GROMACS version: 2025.1
GROMACS modification: No
I’m trying to perform analysis using only part of a molecule (Removing the ends of a nucleic acid strand). Because of how my downstream analysis pipeline works, I determined that the best way to handle this would be to use trjconv and convert-tpr with an index group to get xtc and tpx files excluding the unwanted residues. Modifying gro and xtc files with trjconv worked well, but when I generate a truncated tpx file with convert-tpr, it keeps the whole molecule topology, including the removed residues, resulting in incorrect atom types when loaded in downstream tools (MDAnalysis in this case). I unfortunately need to use the tpr file because there are more than 100k atoms in my system, so using the gro file as the topology for analysis results in indexing problems as my downstream analysis uses atom indexes. Any idea how to get a clean tpx file where the molecule topology is also truncated?

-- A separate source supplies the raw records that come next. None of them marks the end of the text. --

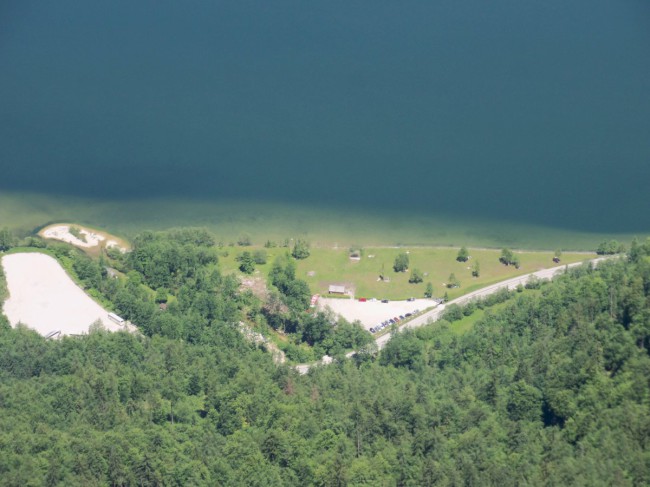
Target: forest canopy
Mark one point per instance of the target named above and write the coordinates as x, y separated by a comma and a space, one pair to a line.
552, 389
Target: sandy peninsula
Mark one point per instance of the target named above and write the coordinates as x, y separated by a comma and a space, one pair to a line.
90, 238
43, 297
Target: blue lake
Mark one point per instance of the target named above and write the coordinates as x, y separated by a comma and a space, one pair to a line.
535, 112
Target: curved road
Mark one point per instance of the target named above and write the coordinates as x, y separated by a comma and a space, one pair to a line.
435, 313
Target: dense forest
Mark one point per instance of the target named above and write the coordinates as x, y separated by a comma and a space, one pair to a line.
551, 389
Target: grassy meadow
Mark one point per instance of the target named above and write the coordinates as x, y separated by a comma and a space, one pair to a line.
327, 266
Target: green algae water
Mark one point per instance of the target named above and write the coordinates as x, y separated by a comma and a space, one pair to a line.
527, 114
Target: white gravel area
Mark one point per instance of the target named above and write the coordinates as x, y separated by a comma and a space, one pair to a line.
43, 297
93, 239
371, 313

convert-tpr/trjconv commands:
gmx convert-tpr -s md.tpr -n noloops.ndx -o noloops.tpx
gmx trjconv -s md.tpr -f md.gro -n noloops.ndx -o noloops.gro
Looking at the gro file, it starts on the residue I want to start my analysis on:
$ head noloops.gro
RNA_chain_A
126618
3U P 1 9.307 5.736 8.243 0.1655 -0.1133 -0.3574
3U O1P 2 9.337 5.809 8.363 -0.6448 0.5286 -0.5350
3U O2P 3 9.305 5.818 8.119 0.1602 0.0273 0.7769
3U O5' 4 9.419 5.616 8.225 0.6936 -0.8166 -0.4415
3U C5' 5 9.479 5.552 8.334 -0.3628 0.0396 -0.4869
3U H5'1 6 9.402 5.507 8.397 0.5341 -2.7104 -1.2128
3U H5'2 7 9.523 5.621 8.406 -2.3819 1.2063 -0.3085
3U C4' 8 9.569 5.436 8.292 0.7754 -0.4253 0.1886
But when I load the tpx file with MDA:
import MDAnalysis as mda
u = mda.Universe('noloops.tpx', 'noloops.gro') # Atom types are wrong
print(u.atoms[0].type, u.atoms[1].type, u.atoms[2].type)

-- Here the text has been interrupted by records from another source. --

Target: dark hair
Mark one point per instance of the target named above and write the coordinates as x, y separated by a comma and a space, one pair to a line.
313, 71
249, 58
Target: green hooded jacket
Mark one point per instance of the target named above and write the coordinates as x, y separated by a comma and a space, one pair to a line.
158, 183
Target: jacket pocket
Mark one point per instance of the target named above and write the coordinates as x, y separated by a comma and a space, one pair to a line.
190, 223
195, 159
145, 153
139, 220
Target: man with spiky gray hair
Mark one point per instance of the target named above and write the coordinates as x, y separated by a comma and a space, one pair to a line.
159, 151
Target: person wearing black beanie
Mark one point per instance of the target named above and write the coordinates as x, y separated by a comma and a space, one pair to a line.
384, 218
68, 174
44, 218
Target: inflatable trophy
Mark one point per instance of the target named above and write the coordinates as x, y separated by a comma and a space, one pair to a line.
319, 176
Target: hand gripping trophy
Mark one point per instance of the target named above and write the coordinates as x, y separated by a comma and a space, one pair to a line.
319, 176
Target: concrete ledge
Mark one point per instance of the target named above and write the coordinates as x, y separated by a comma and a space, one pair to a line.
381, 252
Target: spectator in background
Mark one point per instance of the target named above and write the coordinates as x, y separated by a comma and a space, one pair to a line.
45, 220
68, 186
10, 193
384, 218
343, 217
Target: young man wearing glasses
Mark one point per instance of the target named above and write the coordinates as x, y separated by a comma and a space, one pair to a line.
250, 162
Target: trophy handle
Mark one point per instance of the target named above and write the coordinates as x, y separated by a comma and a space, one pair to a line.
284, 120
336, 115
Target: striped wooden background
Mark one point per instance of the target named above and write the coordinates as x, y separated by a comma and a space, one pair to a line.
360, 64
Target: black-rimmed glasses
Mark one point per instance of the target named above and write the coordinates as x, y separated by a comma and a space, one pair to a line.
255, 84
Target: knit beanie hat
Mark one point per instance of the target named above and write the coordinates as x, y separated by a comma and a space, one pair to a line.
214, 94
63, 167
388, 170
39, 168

u = mda.Universe('noloops.gro', 'noloops.gro') # atom types are right, but atom IDs reset at 99999
print(u.atoms[0].type, u.atoms[1].type, u.atoms[2].type)

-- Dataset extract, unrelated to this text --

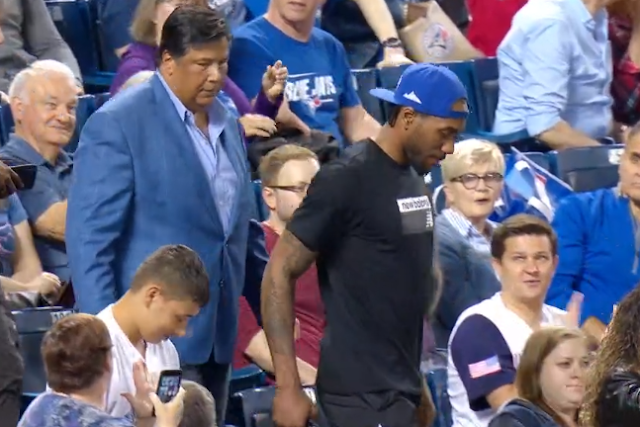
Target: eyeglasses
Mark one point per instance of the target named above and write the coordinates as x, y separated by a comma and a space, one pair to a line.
298, 189
471, 180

u = mda.Universe('md.tpr', 'md.gro') # Full tpr as reference
print(u.atoms[0].type, u.atoms[1].type, u.atoms[2].type)
This prints:
OH HO CI
P O O
OH HO CI
As you can see, loading the truncated tpr file still results in atom types matching the removed 5’ end of the nucleic acid strand, rather than starting on nucleotide 3.